Minimal criteria for the detection of a CAP sequence. CAP sequences have no upper limits on overall duration and on the number of CAP cycles. However, at least two consecutive CAP cycles are required to define a CAP sequence. Consequently,  three or more consecutive phase As must be identified with each of the first two phase As followed by a phase B (interval < 60 s) and the third phase A followed by a non-CAP interval ( > 60 s).

REM sleep. CAP sequences commonly precede the transition from non-REM to REM sleep and end just before REM sleep onset. REM sleep is characterized by the lack of EEG synchronization; thus phase A features in REM sleep consist mainly of desynchronized patterns (fast low-amplitude rhythms), which are separated by a mean interval of 3-4 min. Consequently, under normal circumstances, CAP does not occur in REM sleep. However, pathophysiologies characterized by repetitive phase As recurring at intervals < 60 s (for example, periodic REM-related sleep apnea events), can produce CAP sequences in REM sleep.

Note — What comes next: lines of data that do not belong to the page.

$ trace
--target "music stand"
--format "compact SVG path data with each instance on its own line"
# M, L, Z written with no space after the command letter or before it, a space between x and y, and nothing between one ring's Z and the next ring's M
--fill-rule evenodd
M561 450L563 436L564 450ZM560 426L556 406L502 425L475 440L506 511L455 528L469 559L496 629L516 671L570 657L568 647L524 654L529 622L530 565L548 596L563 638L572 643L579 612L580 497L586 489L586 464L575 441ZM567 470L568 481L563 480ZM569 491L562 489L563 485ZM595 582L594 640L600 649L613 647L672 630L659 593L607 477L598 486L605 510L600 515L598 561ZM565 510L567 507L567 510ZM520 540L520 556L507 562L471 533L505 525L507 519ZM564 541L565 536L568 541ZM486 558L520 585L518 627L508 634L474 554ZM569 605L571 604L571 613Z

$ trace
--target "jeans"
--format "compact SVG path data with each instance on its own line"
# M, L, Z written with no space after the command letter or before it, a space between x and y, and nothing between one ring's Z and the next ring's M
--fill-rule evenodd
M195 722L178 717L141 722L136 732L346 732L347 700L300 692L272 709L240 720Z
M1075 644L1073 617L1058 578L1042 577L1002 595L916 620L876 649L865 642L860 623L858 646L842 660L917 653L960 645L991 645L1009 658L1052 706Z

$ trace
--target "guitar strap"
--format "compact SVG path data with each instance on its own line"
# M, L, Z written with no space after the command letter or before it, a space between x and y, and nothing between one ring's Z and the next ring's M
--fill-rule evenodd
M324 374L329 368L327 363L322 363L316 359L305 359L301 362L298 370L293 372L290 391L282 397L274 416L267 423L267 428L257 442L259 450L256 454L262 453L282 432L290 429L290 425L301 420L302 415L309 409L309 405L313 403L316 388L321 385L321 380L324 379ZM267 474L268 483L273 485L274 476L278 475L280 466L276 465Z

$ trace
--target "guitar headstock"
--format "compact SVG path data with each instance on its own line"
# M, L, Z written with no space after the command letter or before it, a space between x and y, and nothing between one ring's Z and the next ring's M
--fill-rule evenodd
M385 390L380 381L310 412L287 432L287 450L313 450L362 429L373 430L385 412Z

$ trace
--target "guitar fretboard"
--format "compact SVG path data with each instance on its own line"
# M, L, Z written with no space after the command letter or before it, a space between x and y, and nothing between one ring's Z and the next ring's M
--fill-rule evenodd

EEG montages. CAP is a global EEG phenomenon involving extensive cortical areas. Therefore, phase As should be visible on all EEG leads. Bipolar derivations such as Fp1-F3, F3-C3, C3-P3, P3-O1 or Fp2-F4 , F4-C4, C4-P4, P4-O2 guarantee a favorable detection of the phenomenon. A calibration of 50 mV / 7 mm. with a time constant of 0.1 s and a high frequency filter in the 30 Hz range is recommended for the EEG channels. Monopolar EEG derivations (C3-A2 or  C4-A1 and O1-A2 or O2-A1), eye movement channels and submentalis EMG, currently used for the conventional sleep staging and arousal scoring, are also essential for scoring CAP. For clinical studies, airflow and respiratory effort, cardiac rhythm, oxygen saturation, and leg movements should be included as part of standard polysomnographic technique.

Amplitude limits. Changes in EEG amplitude are crucial for scoring CAP. Phasic activities initiating a phase A must be 1/3 higher than the background voltage (calculated during the 2 s before onset and  2 s after offset of a phase A). However, in some cases, a phase A can present ambiguous limits due to inconsistent voltage changes. Onset and termination of a phase A are established on the basis of an amplitude/frequency concordance in the majority of EEG leads. The monopolar derivation is mostly indicated when scoring is carried out on a single derivation. All EEG events which do not meet clearly the phase A characteristics cannot be scored as part of phase A.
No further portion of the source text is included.